Keeping track of model versions prevents confusion and ensures reproducibility. I use MLflow to log experiments, parameters, and models. Once, I couldn't reproduce a model that performed well in testing because I didn't record the hyperparameters. MLflow solved that problem.

Here is how I use MLflow in a training script.

import mlflow
import mlflow.sklearn
from sklearn.ensemble import RandomForestClassifier
from sklearn.metrics import accuracy_score
from sklearn.datasets import make_classification
from sklearn.model_selection import train_test_split

# Set up MLflow
mlflow.set_experiment("my_experiment")

with mlflow.start_run():
    # Log parameters
    n_estimators = 100
    mlflow.log_param("n_estimators", n_estimators)

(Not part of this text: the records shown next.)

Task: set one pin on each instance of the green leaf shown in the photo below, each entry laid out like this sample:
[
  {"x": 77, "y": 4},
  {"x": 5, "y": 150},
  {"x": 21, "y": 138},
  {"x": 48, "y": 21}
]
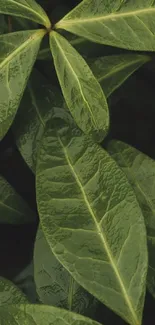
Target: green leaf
[
  {"x": 10, "y": 294},
  {"x": 28, "y": 9},
  {"x": 41, "y": 315},
  {"x": 126, "y": 24},
  {"x": 82, "y": 92},
  {"x": 140, "y": 171},
  {"x": 112, "y": 71},
  {"x": 91, "y": 219},
  {"x": 55, "y": 286},
  {"x": 36, "y": 107},
  {"x": 13, "y": 209},
  {"x": 18, "y": 53}
]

    # Generate and split data
    X, y = make_classification(n_samples=1000, n_features=20, random_state=42)
    X_train, X_test, y_train, y_test = train_test_split(X, y, test_size=0.2, random_state=42)

    # Train model
    model = RandomForestClassifier(n_estimators=n_estimators, random_state=42)
    model.fit(X_train, y_train)

    # Evaluate and log metrics
    predictions = model.predict(X_test)
    accuracy = accuracy_score(y_test, predictions)
    mlflow.log_metric("accuracy", accuracy)

    # Log model
    mlflow.sklearn.log_model(model, "model")

    print(f"Logged model with accuracy: {accuracy}")

# To load a model later
model_uri = "runs:/<run_id>/model"  # Replace <run_id> with actual run ID
loaded_model = mlflow.pyfunc.load_model(model_uri)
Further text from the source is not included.